Константин Тюнькин - Салтыков-Щедрин Страница 115

Тут можно читать бесплатно Константин Тюнькин - Салтыков-Щедрин. Жанр: Документальные книги / Биографии и Мемуары, год 1989. Так же Вы можете читать полную версию (весь текст) онлайн без регистрации и SMS на сайте Knigogid (Книгогид) или прочесть краткое содержание, предисловие (аннотацию), описание и ознакомиться с отзывами (комментариями) о произведении.

Константин Тюнькин - Салтыков-Щедрин читать онлайн бесплатно

Константин Тюнькин - Салтыков-Щедрин - читать книгу онлайн бесплатно, автор Константин Тюнькин

Катковский «Русский вестник» только что напечатал статью А. А. Фета «Из деревни», в которой блестящий поэт-лирик, решивший заняться в своем имении сельским хозяйством в новых, пореформенных условиях, жаловался на нерадивых работников и крестьянских гусей, потравивших его посевы. Салтыков ядовито сопоставляет «прелестные стихи» Фета, написанные до отмены крепостного права («Ни в ком, решительно ни в ком не найдет читатель такого олимпического безмятежия, такого лирического прекраснодушия»), со стихами, сочиненными уже после реформы: ведь в них просто-напросто «слышится вопль души по утраченном крепостном рае». Фету, взявшему перо публициста, кажется, что закон, защищающий работника, несправедлив к нему, землевладельцу. Будто бы и литература заражена каким-то «демократизмом». Но ведь все эти жалобы, сетования и вопли имеют одну подкладку: сожаление о временах ушедших, когда в нас самих, помещиках-землевладельцах, заключались суд и расправа.

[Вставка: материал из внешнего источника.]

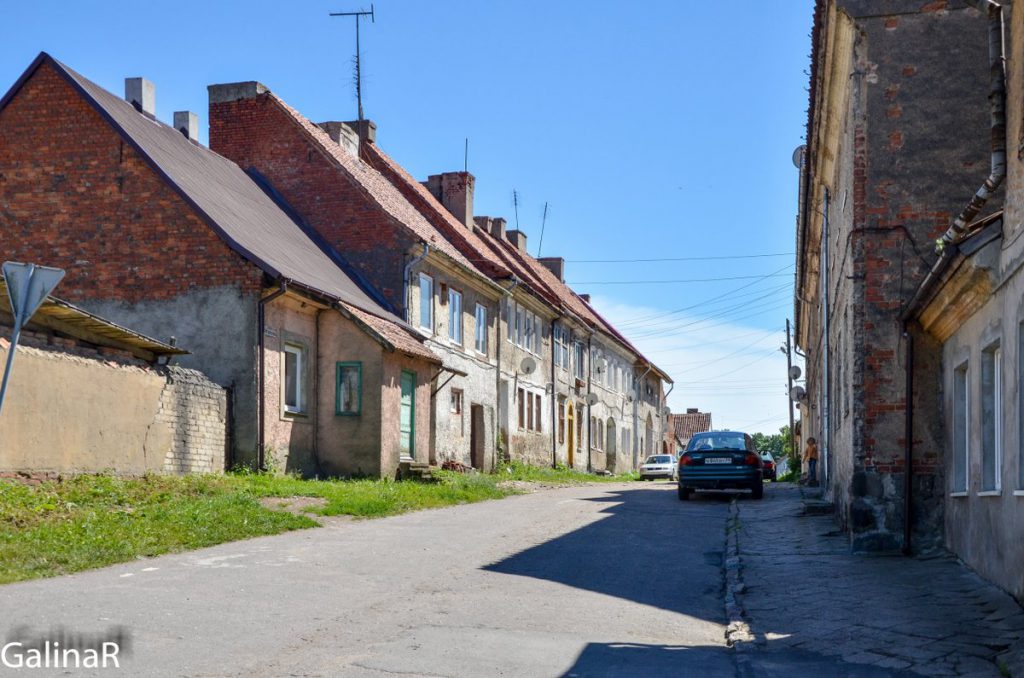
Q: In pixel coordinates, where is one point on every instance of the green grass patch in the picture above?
(77, 523)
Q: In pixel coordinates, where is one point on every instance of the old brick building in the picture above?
(160, 234)
(897, 141)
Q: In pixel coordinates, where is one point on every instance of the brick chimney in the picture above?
(142, 94)
(455, 192)
(494, 225)
(366, 130)
(186, 122)
(517, 239)
(343, 135)
(556, 265)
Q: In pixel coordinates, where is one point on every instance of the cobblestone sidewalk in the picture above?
(802, 590)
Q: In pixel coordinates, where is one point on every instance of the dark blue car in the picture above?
(721, 460)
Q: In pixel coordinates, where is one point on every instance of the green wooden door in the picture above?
(407, 422)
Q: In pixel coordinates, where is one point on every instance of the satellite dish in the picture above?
(798, 156)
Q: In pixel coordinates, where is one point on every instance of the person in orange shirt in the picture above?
(811, 457)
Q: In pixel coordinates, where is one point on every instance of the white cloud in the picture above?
(728, 368)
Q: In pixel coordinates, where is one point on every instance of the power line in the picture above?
(690, 280)
(705, 258)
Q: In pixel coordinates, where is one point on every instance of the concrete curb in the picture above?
(737, 631)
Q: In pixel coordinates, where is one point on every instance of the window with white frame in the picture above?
(426, 302)
(455, 316)
(962, 429)
(481, 329)
(293, 383)
(991, 408)
(579, 364)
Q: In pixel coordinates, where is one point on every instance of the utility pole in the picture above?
(358, 60)
(788, 398)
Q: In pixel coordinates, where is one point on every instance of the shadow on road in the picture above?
(650, 548)
(635, 660)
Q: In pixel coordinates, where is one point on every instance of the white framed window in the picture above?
(455, 316)
(962, 429)
(480, 342)
(293, 385)
(991, 428)
(426, 302)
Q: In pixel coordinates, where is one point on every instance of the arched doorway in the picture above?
(570, 418)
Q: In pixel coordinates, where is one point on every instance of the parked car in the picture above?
(658, 466)
(720, 460)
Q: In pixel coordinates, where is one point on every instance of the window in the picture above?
(426, 302)
(962, 432)
(293, 383)
(481, 329)
(348, 388)
(991, 429)
(455, 316)
(522, 405)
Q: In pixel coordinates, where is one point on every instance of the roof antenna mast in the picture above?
(544, 221)
(358, 72)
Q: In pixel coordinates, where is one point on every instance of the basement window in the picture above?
(962, 432)
(348, 388)
(293, 384)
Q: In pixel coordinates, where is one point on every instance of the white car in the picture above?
(658, 466)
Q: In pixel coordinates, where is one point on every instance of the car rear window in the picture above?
(718, 441)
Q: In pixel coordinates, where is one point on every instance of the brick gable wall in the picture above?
(257, 133)
(74, 195)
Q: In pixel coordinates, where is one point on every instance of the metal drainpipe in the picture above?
(408, 283)
(554, 398)
(908, 437)
(260, 408)
(316, 398)
(590, 414)
(997, 103)
(826, 395)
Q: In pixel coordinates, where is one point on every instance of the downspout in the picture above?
(260, 407)
(590, 414)
(554, 399)
(997, 118)
(408, 282)
(997, 107)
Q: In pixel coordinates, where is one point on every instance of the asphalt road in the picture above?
(603, 580)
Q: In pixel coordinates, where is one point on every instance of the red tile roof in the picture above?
(689, 423)
(379, 188)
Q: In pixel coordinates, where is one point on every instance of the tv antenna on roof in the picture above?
(358, 72)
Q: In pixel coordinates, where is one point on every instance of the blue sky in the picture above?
(654, 130)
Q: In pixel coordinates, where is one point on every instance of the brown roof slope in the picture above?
(457, 232)
(378, 187)
(227, 199)
(235, 206)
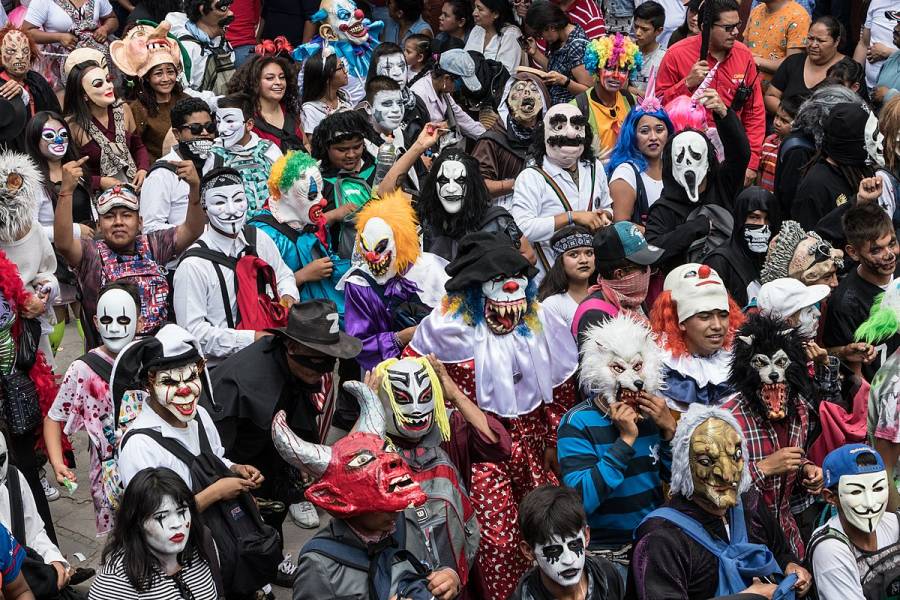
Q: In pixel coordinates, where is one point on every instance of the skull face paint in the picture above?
(116, 319)
(451, 185)
(690, 162)
(564, 134)
(717, 462)
(178, 389)
(562, 558)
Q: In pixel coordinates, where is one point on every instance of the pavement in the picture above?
(73, 516)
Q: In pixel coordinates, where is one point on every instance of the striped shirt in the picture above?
(619, 484)
(195, 579)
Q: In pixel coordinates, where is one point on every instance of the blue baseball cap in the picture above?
(843, 461)
(624, 240)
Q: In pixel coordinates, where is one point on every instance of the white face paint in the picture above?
(117, 319)
(226, 208)
(864, 499)
(167, 530)
(231, 126)
(451, 184)
(690, 162)
(387, 110)
(178, 389)
(393, 66)
(562, 558)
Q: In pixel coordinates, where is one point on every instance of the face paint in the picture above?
(451, 184)
(117, 315)
(226, 208)
(690, 162)
(393, 66)
(525, 100)
(178, 390)
(167, 529)
(387, 109)
(564, 134)
(16, 54)
(562, 558)
(717, 462)
(231, 126)
(864, 499)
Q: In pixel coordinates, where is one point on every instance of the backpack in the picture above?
(258, 308)
(249, 550)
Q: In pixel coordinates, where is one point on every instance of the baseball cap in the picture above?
(458, 62)
(121, 195)
(783, 297)
(843, 461)
(624, 240)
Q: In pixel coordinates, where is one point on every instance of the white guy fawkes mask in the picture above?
(226, 208)
(387, 109)
(231, 126)
(117, 319)
(451, 184)
(562, 558)
(874, 141)
(564, 134)
(378, 250)
(393, 66)
(178, 389)
(864, 499)
(690, 162)
(167, 529)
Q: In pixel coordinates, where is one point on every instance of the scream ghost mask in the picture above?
(690, 162)
(565, 130)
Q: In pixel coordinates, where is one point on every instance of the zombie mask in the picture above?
(690, 162)
(619, 359)
(166, 530)
(361, 473)
(564, 134)
(562, 558)
(16, 53)
(525, 100)
(117, 319)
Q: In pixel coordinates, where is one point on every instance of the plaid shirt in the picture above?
(762, 441)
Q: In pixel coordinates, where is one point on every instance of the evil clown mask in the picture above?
(619, 359)
(717, 463)
(564, 134)
(690, 162)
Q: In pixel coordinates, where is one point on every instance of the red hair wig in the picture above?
(664, 323)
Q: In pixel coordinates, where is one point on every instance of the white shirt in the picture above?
(142, 452)
(198, 301)
(535, 204)
(834, 562)
(504, 47)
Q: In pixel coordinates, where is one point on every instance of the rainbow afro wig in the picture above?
(611, 52)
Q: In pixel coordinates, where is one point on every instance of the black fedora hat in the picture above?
(314, 324)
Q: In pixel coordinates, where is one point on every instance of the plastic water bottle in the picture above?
(387, 154)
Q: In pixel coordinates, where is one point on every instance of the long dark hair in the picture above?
(141, 499)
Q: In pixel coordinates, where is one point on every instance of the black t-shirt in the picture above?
(848, 307)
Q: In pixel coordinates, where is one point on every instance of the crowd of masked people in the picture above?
(537, 299)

Так в публицистику Салтыкова входит тема современной, пореформенной деревни, места в деревне землевладельца и крестьянина-работника.

Салтыков предлагает Фету «мысленно поставить себя на место счастливого поселянина». «И верьте, г. Фет, что этот совет дает вам не столько литератор, к которому (не ко мне собственно, а к собирательному имени) вы вообще питаете нелюбовь, сколько сельский хозяин, сам на практике испытавший всю горечь этого ремесла. Действительно, собственный интерес дороже всего на свете: как займешься им с надлежащим усердием, то кажется, что никто-то об нем не радит, никто-то ничего не делает, все-то пьянствуют или празднуют. Иногда, однако, раздумаешься». Раздумаешься о тяжелейшем крестьянском труде, когда, например, во время пахоты мужик, напрягая свои мышцы почти наравне с лошадью, проходит за день по мокрой и вязкой пашне до пятнадцати верст; или на вывозке навоза он обязан за тот же день пройти пешком уже верст двадцать и при этом вскинуть на каждый воз по двадцати пяти пудов, всего же за десять ездок — 250 пудов; таковое же количество пудов навоза раскидать по полю. И за все это он получает гроши. «А косьба, а жнитво? Как оценить эту мучительную работу?»

Собственный опыт, внимательное и сочувственное наблюдение за крестьянским трудом, крестьянской жизнью ведут Салтыкова к твердому убеждению, что «удобно заниматься сельским хозяйством возможно только тому, кто в это дело может поместить свой собственный труд», а это делает только крестьянин, земледелец, а не чуждый тяжкому крестьянскому труду землевладелец.

Неудача, постигшая Фета в его сельскохозяйственной практике, есть показательное явление общественной жизни, а отнюдь не единичный факт. Тем более оно важно, что «причисляется еще и к другому порядку благонамеренных мечтаний: мечтаниям о сближении сословий».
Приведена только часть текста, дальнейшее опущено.